How to debug on GPUs

The best way to debug on GPUs is to… not debug on GPUs. That is, it is always easier to instead debug the problem on a CPU-only run. GPU debugging is very painful and itself quite buggy. This is unfortunately true for all GPU vendors.

  • Try to shrink the problem to a size that can run on a single node, or (even better) a single MPI rank / CPU core, but where it still exhibits the error that you are trying to debug.

  • Build Quokka without GPU support but with -DCMAKE_BUILD_TYPE=Debug and re-run. If there are any array out-of-bounds errors, it will stop and report exactly which array is being accessed out-of-bounds and what the indices are. The only downside is that Quokka will run very slowly in this mode.

  • Build Quokka without GPU support but with -DCMAKE_BUILD_TYPE=Release -DENABLE_ASAN=ON. This turns on the AddressSanitizer, which checks for out-of-bounds array accesses and other memory bugs. This is faster than the previous method, but it produces less informative error messages (e.g., no array indices).

    • This method may produce a lot of messages about memory leaks, which are not necessarily bugs, and should not cause GPU crashes. These messages can be disabled if you are looking for, e.g., out-of-bounds array accesses, which is a class of bug that can cause a GPU crash.
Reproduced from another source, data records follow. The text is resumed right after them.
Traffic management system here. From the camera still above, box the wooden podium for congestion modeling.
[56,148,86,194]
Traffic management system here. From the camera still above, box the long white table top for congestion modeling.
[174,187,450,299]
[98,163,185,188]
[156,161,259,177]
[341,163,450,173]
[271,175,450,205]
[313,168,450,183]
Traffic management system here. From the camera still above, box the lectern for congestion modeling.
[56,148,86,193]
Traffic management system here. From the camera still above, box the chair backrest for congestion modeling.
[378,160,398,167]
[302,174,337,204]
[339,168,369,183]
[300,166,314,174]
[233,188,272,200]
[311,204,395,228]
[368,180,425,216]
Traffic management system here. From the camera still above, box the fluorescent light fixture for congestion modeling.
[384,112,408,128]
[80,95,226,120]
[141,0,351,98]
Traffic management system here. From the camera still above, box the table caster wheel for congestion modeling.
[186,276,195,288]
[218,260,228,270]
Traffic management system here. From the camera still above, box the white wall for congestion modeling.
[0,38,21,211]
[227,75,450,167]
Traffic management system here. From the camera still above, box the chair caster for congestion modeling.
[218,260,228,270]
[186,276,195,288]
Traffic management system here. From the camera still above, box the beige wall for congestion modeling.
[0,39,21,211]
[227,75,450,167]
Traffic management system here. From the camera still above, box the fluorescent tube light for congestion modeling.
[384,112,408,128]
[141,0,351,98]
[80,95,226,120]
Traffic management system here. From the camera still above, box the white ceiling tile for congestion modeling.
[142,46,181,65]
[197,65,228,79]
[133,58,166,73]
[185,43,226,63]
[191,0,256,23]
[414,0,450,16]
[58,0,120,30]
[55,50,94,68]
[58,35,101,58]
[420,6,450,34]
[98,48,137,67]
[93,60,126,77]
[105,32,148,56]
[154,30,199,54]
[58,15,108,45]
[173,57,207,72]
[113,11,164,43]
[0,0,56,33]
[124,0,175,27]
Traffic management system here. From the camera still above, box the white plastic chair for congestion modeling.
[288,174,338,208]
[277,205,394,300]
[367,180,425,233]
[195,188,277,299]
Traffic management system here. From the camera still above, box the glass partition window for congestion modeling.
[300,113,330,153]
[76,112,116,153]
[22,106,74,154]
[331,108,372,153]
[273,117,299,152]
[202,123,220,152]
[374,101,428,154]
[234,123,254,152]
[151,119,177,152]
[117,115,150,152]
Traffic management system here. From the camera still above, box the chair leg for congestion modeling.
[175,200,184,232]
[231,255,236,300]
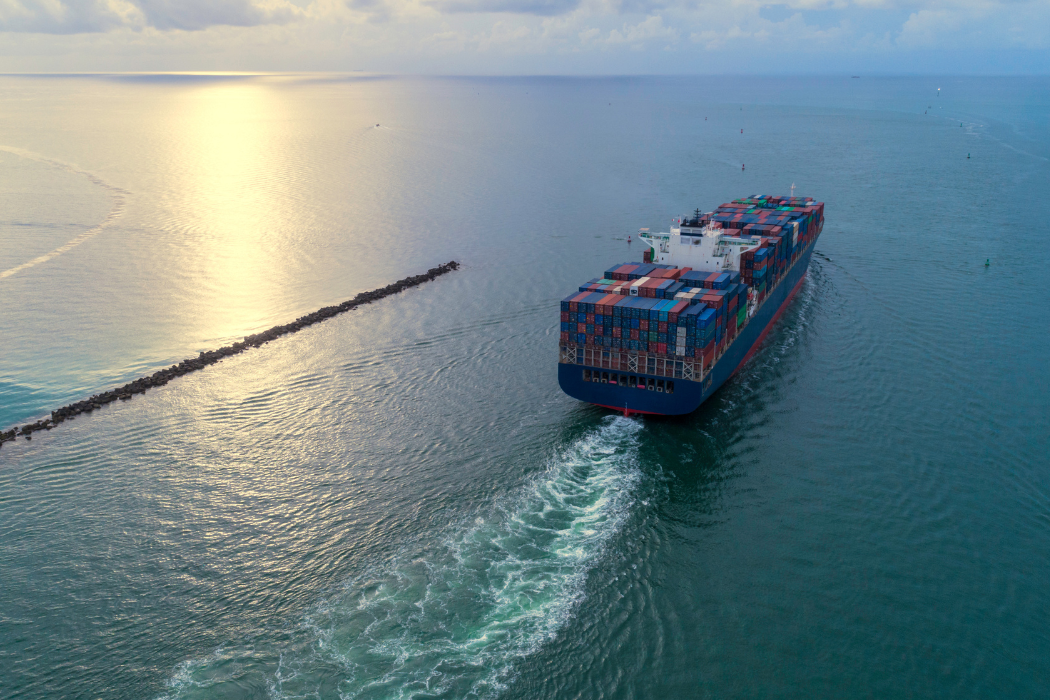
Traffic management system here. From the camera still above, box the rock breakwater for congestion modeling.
[0,260,459,447]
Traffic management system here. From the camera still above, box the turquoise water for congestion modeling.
[0,75,1050,698]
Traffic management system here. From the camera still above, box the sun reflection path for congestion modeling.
[0,260,459,447]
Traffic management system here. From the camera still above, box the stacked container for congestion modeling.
[560,195,824,377]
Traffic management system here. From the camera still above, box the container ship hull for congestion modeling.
[558,194,824,416]
[558,240,816,416]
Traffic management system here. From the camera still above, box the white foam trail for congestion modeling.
[0,146,127,279]
[159,418,642,700]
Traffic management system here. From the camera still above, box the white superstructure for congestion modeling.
[638,218,759,272]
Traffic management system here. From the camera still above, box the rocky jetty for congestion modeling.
[0,260,459,447]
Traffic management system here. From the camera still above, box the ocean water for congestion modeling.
[0,75,1050,699]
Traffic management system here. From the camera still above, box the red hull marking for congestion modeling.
[733,270,810,375]
[594,403,667,418]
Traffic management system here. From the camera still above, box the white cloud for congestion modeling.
[0,0,303,34]
[0,0,1050,73]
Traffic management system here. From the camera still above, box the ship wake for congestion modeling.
[0,146,128,279]
[160,417,642,699]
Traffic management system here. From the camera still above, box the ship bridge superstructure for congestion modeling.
[638,212,761,272]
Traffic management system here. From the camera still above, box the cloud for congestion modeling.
[580,15,678,49]
[427,0,580,17]
[0,0,303,34]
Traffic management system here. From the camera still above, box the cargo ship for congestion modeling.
[558,195,824,416]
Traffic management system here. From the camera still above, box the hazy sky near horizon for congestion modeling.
[0,0,1050,75]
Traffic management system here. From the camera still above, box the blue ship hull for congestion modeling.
[558,238,817,416]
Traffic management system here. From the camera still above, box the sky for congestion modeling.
[0,0,1050,75]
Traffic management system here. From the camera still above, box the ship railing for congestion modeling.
[559,344,705,382]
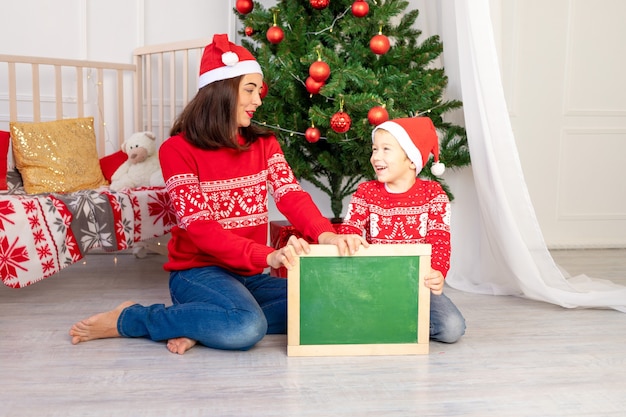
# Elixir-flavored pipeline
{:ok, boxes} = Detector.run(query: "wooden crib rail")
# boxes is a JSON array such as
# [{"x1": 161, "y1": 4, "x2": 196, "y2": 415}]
[
  {"x1": 0, "y1": 54, "x2": 136, "y2": 156},
  {"x1": 133, "y1": 38, "x2": 211, "y2": 145}
]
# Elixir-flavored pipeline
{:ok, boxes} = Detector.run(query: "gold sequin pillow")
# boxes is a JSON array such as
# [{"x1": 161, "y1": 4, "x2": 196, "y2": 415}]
[{"x1": 10, "y1": 117, "x2": 106, "y2": 194}]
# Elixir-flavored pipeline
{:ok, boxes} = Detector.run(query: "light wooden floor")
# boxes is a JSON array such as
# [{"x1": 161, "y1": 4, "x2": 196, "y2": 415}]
[{"x1": 0, "y1": 250, "x2": 626, "y2": 417}]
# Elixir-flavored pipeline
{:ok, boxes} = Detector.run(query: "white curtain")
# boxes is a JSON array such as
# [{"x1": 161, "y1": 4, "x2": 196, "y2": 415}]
[{"x1": 428, "y1": 0, "x2": 626, "y2": 312}]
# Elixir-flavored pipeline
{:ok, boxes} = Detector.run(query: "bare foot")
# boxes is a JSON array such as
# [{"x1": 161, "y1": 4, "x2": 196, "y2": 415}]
[
  {"x1": 167, "y1": 337, "x2": 196, "y2": 355},
  {"x1": 70, "y1": 301, "x2": 135, "y2": 345}
]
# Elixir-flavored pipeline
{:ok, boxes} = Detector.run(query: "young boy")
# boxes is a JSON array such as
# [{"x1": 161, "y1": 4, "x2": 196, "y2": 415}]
[{"x1": 339, "y1": 117, "x2": 465, "y2": 343}]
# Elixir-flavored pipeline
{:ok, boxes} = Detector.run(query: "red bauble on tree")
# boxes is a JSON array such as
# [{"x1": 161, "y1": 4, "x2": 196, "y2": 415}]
[
  {"x1": 235, "y1": 0, "x2": 254, "y2": 14},
  {"x1": 309, "y1": 59, "x2": 330, "y2": 83},
  {"x1": 352, "y1": 0, "x2": 370, "y2": 17},
  {"x1": 330, "y1": 110, "x2": 352, "y2": 133},
  {"x1": 370, "y1": 32, "x2": 391, "y2": 55},
  {"x1": 304, "y1": 126, "x2": 322, "y2": 143},
  {"x1": 265, "y1": 25, "x2": 285, "y2": 45},
  {"x1": 304, "y1": 77, "x2": 324, "y2": 94},
  {"x1": 367, "y1": 106, "x2": 389, "y2": 126},
  {"x1": 309, "y1": 0, "x2": 330, "y2": 10}
]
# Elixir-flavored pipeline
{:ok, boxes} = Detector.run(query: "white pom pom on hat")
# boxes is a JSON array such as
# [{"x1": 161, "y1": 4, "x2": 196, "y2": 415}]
[
  {"x1": 198, "y1": 34, "x2": 263, "y2": 89},
  {"x1": 372, "y1": 117, "x2": 446, "y2": 177}
]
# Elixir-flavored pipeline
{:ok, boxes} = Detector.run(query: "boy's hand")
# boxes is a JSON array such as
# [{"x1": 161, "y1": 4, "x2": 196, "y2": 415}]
[
  {"x1": 317, "y1": 232, "x2": 369, "y2": 256},
  {"x1": 424, "y1": 268, "x2": 444, "y2": 295},
  {"x1": 267, "y1": 236, "x2": 311, "y2": 269}
]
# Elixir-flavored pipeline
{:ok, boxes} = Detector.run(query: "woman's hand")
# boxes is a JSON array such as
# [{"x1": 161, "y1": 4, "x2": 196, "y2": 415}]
[
  {"x1": 424, "y1": 268, "x2": 444, "y2": 295},
  {"x1": 317, "y1": 232, "x2": 369, "y2": 256},
  {"x1": 267, "y1": 236, "x2": 311, "y2": 269}
]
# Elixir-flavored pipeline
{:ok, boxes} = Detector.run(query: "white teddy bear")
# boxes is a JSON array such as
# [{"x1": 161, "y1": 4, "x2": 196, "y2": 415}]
[{"x1": 111, "y1": 131, "x2": 165, "y2": 191}]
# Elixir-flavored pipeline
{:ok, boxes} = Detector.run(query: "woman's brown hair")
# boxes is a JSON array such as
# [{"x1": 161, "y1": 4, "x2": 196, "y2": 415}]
[{"x1": 170, "y1": 76, "x2": 272, "y2": 150}]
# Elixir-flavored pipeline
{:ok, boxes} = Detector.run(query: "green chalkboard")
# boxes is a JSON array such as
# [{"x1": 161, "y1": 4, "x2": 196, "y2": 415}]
[{"x1": 300, "y1": 256, "x2": 420, "y2": 345}]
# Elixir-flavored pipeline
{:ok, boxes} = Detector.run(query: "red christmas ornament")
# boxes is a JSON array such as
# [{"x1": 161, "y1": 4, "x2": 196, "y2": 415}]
[
  {"x1": 352, "y1": 0, "x2": 370, "y2": 17},
  {"x1": 265, "y1": 25, "x2": 285, "y2": 45},
  {"x1": 304, "y1": 77, "x2": 324, "y2": 94},
  {"x1": 370, "y1": 32, "x2": 391, "y2": 55},
  {"x1": 309, "y1": 0, "x2": 330, "y2": 10},
  {"x1": 235, "y1": 0, "x2": 254, "y2": 14},
  {"x1": 304, "y1": 126, "x2": 322, "y2": 143},
  {"x1": 330, "y1": 111, "x2": 352, "y2": 133},
  {"x1": 309, "y1": 59, "x2": 330, "y2": 83},
  {"x1": 367, "y1": 106, "x2": 389, "y2": 126}
]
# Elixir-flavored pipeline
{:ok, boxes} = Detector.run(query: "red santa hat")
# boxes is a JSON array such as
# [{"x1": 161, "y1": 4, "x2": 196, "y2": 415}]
[
  {"x1": 198, "y1": 34, "x2": 263, "y2": 89},
  {"x1": 372, "y1": 117, "x2": 446, "y2": 176}
]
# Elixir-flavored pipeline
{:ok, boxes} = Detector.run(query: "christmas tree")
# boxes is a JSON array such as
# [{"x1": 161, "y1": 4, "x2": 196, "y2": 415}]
[{"x1": 234, "y1": 0, "x2": 470, "y2": 217}]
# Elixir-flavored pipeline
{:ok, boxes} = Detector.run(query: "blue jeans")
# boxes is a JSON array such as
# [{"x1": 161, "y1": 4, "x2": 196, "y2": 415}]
[
  {"x1": 117, "y1": 267, "x2": 465, "y2": 350},
  {"x1": 117, "y1": 267, "x2": 287, "y2": 350},
  {"x1": 430, "y1": 293, "x2": 465, "y2": 343}
]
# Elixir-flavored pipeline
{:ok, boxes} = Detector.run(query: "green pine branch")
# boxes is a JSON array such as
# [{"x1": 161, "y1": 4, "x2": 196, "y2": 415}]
[{"x1": 234, "y1": 0, "x2": 470, "y2": 217}]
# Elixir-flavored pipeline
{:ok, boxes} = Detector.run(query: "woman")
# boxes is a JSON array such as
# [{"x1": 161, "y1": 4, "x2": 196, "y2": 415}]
[{"x1": 70, "y1": 35, "x2": 367, "y2": 354}]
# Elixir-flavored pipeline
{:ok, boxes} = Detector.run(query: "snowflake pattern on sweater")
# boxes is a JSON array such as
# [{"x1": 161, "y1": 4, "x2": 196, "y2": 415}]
[
  {"x1": 339, "y1": 178, "x2": 451, "y2": 277},
  {"x1": 159, "y1": 136, "x2": 333, "y2": 275}
]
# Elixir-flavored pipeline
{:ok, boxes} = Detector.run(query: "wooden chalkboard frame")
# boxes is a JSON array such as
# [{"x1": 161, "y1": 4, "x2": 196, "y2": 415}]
[{"x1": 287, "y1": 244, "x2": 431, "y2": 356}]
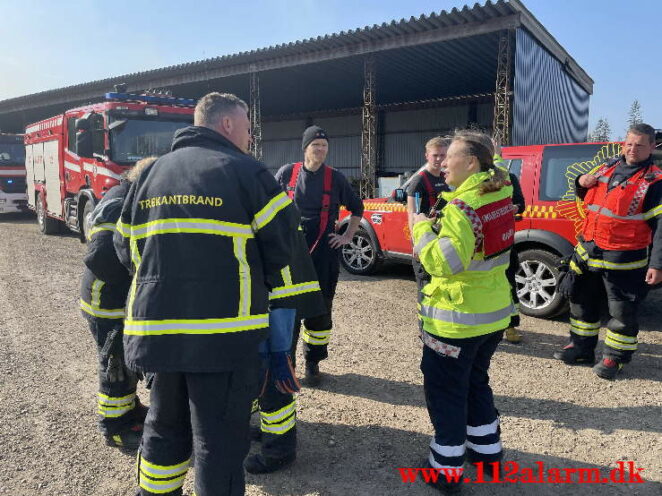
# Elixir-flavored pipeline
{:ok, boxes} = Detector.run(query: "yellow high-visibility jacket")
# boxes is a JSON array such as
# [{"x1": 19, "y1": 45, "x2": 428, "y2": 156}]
[{"x1": 413, "y1": 172, "x2": 514, "y2": 339}]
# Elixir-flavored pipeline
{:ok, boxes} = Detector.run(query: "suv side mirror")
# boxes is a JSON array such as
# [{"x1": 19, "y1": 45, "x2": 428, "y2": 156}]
[{"x1": 392, "y1": 188, "x2": 407, "y2": 203}]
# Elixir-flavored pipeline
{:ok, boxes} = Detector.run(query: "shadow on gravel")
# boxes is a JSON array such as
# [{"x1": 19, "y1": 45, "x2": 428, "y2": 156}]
[
  {"x1": 320, "y1": 374, "x2": 662, "y2": 434},
  {"x1": 246, "y1": 422, "x2": 662, "y2": 496}
]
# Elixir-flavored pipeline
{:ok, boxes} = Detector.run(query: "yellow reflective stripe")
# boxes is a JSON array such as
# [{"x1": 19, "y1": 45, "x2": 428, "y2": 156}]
[
  {"x1": 91, "y1": 279, "x2": 106, "y2": 307},
  {"x1": 251, "y1": 192, "x2": 292, "y2": 231},
  {"x1": 280, "y1": 265, "x2": 292, "y2": 286},
  {"x1": 570, "y1": 318, "x2": 600, "y2": 329},
  {"x1": 124, "y1": 313, "x2": 269, "y2": 336},
  {"x1": 260, "y1": 400, "x2": 297, "y2": 424},
  {"x1": 80, "y1": 299, "x2": 125, "y2": 319},
  {"x1": 232, "y1": 238, "x2": 251, "y2": 317},
  {"x1": 140, "y1": 473, "x2": 186, "y2": 494},
  {"x1": 269, "y1": 281, "x2": 322, "y2": 300},
  {"x1": 115, "y1": 218, "x2": 131, "y2": 238},
  {"x1": 131, "y1": 218, "x2": 254, "y2": 239},
  {"x1": 643, "y1": 205, "x2": 662, "y2": 220},
  {"x1": 140, "y1": 458, "x2": 191, "y2": 479},
  {"x1": 87, "y1": 223, "x2": 117, "y2": 239},
  {"x1": 586, "y1": 258, "x2": 648, "y2": 270}
]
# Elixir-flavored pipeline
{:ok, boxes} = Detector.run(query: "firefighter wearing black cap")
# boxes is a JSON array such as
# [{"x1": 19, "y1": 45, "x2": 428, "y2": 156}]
[
  {"x1": 276, "y1": 126, "x2": 363, "y2": 386},
  {"x1": 115, "y1": 93, "x2": 293, "y2": 496},
  {"x1": 554, "y1": 124, "x2": 662, "y2": 379},
  {"x1": 80, "y1": 157, "x2": 156, "y2": 449},
  {"x1": 244, "y1": 204, "x2": 327, "y2": 474}
]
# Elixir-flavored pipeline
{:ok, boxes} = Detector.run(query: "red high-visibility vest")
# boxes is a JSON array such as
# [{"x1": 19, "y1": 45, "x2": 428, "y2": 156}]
[{"x1": 582, "y1": 161, "x2": 662, "y2": 251}]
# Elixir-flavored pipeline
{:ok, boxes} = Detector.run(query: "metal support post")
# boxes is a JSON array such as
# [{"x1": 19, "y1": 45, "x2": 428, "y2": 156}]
[
  {"x1": 360, "y1": 56, "x2": 377, "y2": 198},
  {"x1": 250, "y1": 71, "x2": 262, "y2": 160},
  {"x1": 492, "y1": 30, "x2": 511, "y2": 145}
]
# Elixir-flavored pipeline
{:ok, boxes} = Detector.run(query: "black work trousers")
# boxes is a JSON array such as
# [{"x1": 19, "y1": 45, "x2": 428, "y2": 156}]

    • It is recommended to set these environment variables when you run it: ASAN_OPTIONS=abort_on_error=1:fast_unwind_on_malloc=1:detect_leaks=0 UBSAN_OPTIONS=print_stacktrace=0. Note that CTest appends its own options to this environment variable when running tests, so it is recommended to run the simulation manually (i.e., without make test, ninja test, or ctest).

    • For more information, see this guide to using AddressSanitizer in an HPC context.

  • On AMD GPUs, there is a GPU-aware AddressSanitizer. Currently, enabling this requires manually changing the compiler flags.

How to actually debug on GPUs

As an absolute last resort if it is impossible to reproduce the error you are seeing on a CPU-only run, then the best option is to:

  • downsize the simulation to fit on a single GPU

  • start the simulation on an NVIDIA GPU from within CUDA-GDB (see the documentation and slides).

  • hope CUDA-GDB does not itself crash

  • hope CUDA-GDB produces a useful error message that you can analyze

NVIDIA also provides the compute-sanitizer tool that is essentially the equivalent of AddressSanitizer (see the documentation). Unfortunately, it does not work as reliably as AddressSanitizer, and may itself crash while attempting to debug a GPU program.

For AMD GPUs, you have to use the AMD-provided debugger rocgdb. A tutorial its use is available here.

AMD also provides a GPU-aware AddressSanitizer that can be enabled when building Quokka. Currently, the compiler flags must be manually modified in order to enable this. For details, see its documentation.

GPU kernel asynchronicity

By default, GPU kernels launch asynchronously, i.e., execution of CPU code continues before the kernel starts on the GPU. This can cause synchronization problems if there is an implicit assumption about the order of operations with respect to CPU and GPU code.

The easiest way to debug this is to set the environment variables:

  • CUDA_LAUNCH_BLOCKING=1 on NVIDIA GPUs, or

  • HIP_LAUNCH_BLOCKING=1 on AMD GPUs.

This will cause the CPU to wait until the GPU kernel execution is complete before continuing past the call to ParallelFor.

For more details, refer to the AMReX GPU debugging guide.

When all else fails: Debugging with printf

If you have tried all of the above steps, then you have to resort to adding printf statements within the GPU code. Note that printf inside GPU code is different from the CPU-side printf function, as explained in the NVIDIA documentation.